Voir la cartographie

Transline : maximum de fonctionnalités, minimum de linéaire LGV
 

« Y a-t-il une perspective de pouvoir accrocher le Massif Central à une transversale à haut niveau de service ? » s’interroge Frédéric Soulier, auteur du rapport sur la desserte des territoires du Centre-France par la Grande Vitesse ferroviaire. Sa conclusion est claire : « Il est vrai que c’est une alternative très coûteuse mais elle offre une autre allure, celle de pouvoir traverser le pays par son centre. »

TRANSLINE, c’est, trois branches, un projet ! (cf TGV Rhin-Rhône). A partir d’un point X situé dans l’Allier, trois branches qui se nourrissent les unes les autres : Est vers Lyon, Nord vers Paris et Ouest vers l’Arc Atlantique. De Limoges à Lyon, cela donne un tuyau central concentrant un nombre très important de circulations et contribuant à la rentabilité du système.

Notre pré-étude fonctionnelle a démontré que le débat sur le peu de voyageurs qui se limiteraient au trajet Limoges-Clermont est sans objet, vu le nombre de circulations qui l’empruntera par la combinaison des nombreuses liaisons, y compris européennes, qu’il génère à l’Est comme à l’Ouest.
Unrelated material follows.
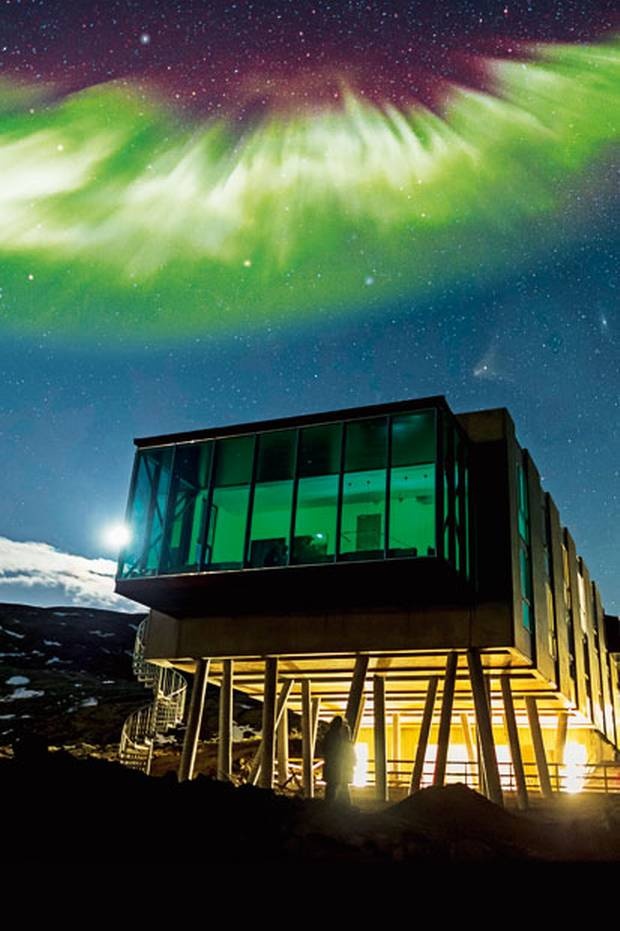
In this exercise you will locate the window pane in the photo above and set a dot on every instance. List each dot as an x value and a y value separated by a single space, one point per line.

Parmi les nombreuses hypothèses, « l’hypothèse Montluçon » (point X dans l’aire montluçonnaise) ci-contre, permettrait au système TRANSLINE de donner sa pleine puissance avec notamment un doublement possible de Paris-Bordeaux.

L’itinéraire transversal n’est pas un itinéraire secondaire, mais bien, comme l’a montré la pré-étude fonctionnelle, un itinéraire majeur tant pour le fret ferroviaire que pour les voyageurs.

Il s’agit de ne pas répéter les erreurs du passé qui ont toujours éludé un vrai débat... transversal pour ne faire de la transversalité qu’une succession de raccords plus ou moins opportuns... La cohérence doit présider à l’élaboration de cette nouvelle infrastructure.